Supplementary information for this study includes information on CML patient samples (Table S1), retroviral and lentiviral vectors (Table S2), oligonucleotides used (Table S3), telomere length measurement protocol (Table S4), and an overview of genetic mouse mutants studied (Table S5). Fig. S1 presents a schematic of BCL6-dependent LIC-survival signaling in CML. Validation of gene expression changes were performed in Figs. S2 and S3. Fig. S4 shows transformation efficiency of BCL6+/+ and BCL6−/−hematopoietic progenitor cells. Phenotypic authentication of CML-like leukemia by flow cytometry and RT-PCR and microarray analysis is demonstrated in Figs. S5 and S6, respectively. Fig. S7 describes differential gene expression and side population phenotypes in BCL6+/+ and BCL6−/− CML-like cells. Fig. S8 shows increased propensity to apoptosis of BCL6−/− CML-like cells. Fig. S9 shows colony formation assays for normal BCL6+/+ and BCL6−/− hematopoietic progenitor cells. Fig. S10 summarizes results from telomere length measurements. Fig. S11 shows a meta-analysis of gene expression values of FoxO3a and BCL6. Fig. S12 shows recruitment of BCL6 to cell cycle regulators and the effects of BCL6-activation on cell cycle progression. Online supplemental material is available at http://www.jem.org/cgi/content/full/jem.20110304/DC1.
We would like to thank Riccardo Dalla-Favera for sharing BCL6−/− mice generated in his laboratory and wild-type controls with us, Lothar Hennighausen for Stat5fl/fl mice, David A. Fruman for sharing his FoxO3A reagents with us, and Arthur L. Shaffer and Louis M. Staudt for sharing their inducible BCL6 constructs. We would like to thank Michael R. Lieber and Michael Kahn (Los Angeles, CA) for critical discussions and for CML leukapheresis samples.

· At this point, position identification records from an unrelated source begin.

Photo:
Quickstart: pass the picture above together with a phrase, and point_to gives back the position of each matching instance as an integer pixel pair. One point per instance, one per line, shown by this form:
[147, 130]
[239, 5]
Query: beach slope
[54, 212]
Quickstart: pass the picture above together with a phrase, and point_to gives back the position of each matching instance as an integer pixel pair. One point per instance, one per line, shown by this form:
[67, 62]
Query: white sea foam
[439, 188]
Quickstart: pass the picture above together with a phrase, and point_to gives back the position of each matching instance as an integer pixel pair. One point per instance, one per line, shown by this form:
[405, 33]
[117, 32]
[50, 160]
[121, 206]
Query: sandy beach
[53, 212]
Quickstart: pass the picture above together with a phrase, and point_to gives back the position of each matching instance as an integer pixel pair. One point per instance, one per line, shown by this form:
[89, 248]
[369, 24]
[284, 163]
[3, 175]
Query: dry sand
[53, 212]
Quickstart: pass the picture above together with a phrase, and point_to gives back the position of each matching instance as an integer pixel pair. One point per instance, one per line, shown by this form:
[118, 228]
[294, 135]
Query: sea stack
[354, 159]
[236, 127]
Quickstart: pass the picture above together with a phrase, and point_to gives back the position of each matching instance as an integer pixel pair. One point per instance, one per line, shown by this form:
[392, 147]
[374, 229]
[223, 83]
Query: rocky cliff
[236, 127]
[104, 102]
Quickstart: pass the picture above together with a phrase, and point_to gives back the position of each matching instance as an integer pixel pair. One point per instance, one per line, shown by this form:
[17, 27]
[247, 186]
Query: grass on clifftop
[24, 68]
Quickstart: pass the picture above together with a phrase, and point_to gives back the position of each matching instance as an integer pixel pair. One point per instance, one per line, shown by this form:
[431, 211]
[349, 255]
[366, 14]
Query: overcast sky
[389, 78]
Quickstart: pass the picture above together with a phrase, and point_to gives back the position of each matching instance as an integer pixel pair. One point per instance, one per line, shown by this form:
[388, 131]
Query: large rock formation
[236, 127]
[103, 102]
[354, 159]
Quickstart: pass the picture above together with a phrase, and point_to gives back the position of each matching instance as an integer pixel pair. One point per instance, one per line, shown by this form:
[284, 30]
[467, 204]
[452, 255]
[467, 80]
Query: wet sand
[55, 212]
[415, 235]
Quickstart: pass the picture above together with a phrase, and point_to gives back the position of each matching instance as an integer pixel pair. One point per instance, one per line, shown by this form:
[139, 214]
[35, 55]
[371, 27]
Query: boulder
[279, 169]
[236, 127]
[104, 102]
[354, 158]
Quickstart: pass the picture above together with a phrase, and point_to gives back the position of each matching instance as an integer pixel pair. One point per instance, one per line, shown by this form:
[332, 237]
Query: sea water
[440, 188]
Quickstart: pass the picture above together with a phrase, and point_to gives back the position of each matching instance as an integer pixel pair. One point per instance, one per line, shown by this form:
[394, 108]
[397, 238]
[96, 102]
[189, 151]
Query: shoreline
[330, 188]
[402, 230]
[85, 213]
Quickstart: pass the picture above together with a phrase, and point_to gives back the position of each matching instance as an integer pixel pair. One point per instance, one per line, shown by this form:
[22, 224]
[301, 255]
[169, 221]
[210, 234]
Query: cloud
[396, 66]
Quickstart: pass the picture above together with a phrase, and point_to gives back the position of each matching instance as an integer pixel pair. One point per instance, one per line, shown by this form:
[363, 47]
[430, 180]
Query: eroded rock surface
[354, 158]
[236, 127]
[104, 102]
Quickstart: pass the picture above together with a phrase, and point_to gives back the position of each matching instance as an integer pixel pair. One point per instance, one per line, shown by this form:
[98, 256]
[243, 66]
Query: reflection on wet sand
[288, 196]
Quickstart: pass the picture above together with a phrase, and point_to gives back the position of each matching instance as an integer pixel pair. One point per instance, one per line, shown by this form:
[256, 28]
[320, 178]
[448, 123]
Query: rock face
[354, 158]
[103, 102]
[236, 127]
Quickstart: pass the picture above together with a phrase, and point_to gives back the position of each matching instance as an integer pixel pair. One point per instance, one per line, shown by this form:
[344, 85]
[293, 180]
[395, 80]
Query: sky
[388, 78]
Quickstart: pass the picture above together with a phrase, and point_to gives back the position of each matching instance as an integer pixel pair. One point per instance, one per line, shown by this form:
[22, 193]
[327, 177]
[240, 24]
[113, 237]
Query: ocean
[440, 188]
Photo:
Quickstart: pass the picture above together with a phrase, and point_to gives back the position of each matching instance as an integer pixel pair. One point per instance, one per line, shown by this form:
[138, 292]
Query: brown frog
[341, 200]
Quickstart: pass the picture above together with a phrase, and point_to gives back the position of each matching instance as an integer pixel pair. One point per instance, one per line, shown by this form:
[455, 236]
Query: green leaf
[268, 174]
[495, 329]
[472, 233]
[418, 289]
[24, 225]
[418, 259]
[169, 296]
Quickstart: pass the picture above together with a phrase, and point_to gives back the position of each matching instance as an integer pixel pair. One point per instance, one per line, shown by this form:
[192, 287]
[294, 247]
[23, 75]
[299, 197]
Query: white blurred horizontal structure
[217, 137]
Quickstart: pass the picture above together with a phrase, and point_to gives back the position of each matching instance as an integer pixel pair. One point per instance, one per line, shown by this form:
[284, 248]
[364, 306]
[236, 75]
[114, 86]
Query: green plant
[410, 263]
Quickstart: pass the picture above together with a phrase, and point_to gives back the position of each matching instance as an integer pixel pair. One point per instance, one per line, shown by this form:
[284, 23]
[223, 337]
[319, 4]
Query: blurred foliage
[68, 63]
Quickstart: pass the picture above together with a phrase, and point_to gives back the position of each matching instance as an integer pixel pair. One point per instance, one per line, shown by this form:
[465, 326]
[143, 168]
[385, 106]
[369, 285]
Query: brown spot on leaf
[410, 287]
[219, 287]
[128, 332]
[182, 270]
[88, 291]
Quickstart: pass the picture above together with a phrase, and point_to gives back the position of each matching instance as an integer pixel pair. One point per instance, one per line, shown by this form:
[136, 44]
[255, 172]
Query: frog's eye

This work is supported by grants from the National Institutes of Health/NCI through R01CA137060 (to M. Müschen), R01CA139032 (to M. Müschen), R01CA157644 (to M. Müschen) and R21CA152497 (to M. Müschen), Translational Research Program grants from the Leukemia and Lymphoma Society (grants 6132-09 and 6097-10), a Leukemia and Lymphoma Society SCOR (grant 7005-11; B.J. Druker), the William Laurence and Blanche Hughes Foundation and a Stand Up To Cancer-American Association for Cancer Research Innovative Research Grant (IRG00909, to M. Müschen), and the California Institute for Regenerative Medicine (CIRM; TR2-01816 to M. Müschen). A.M. Melnick and M. Müschen are Scholars of the Leukemia and Lymphoma Society.
The authors have no conflicting financial interests.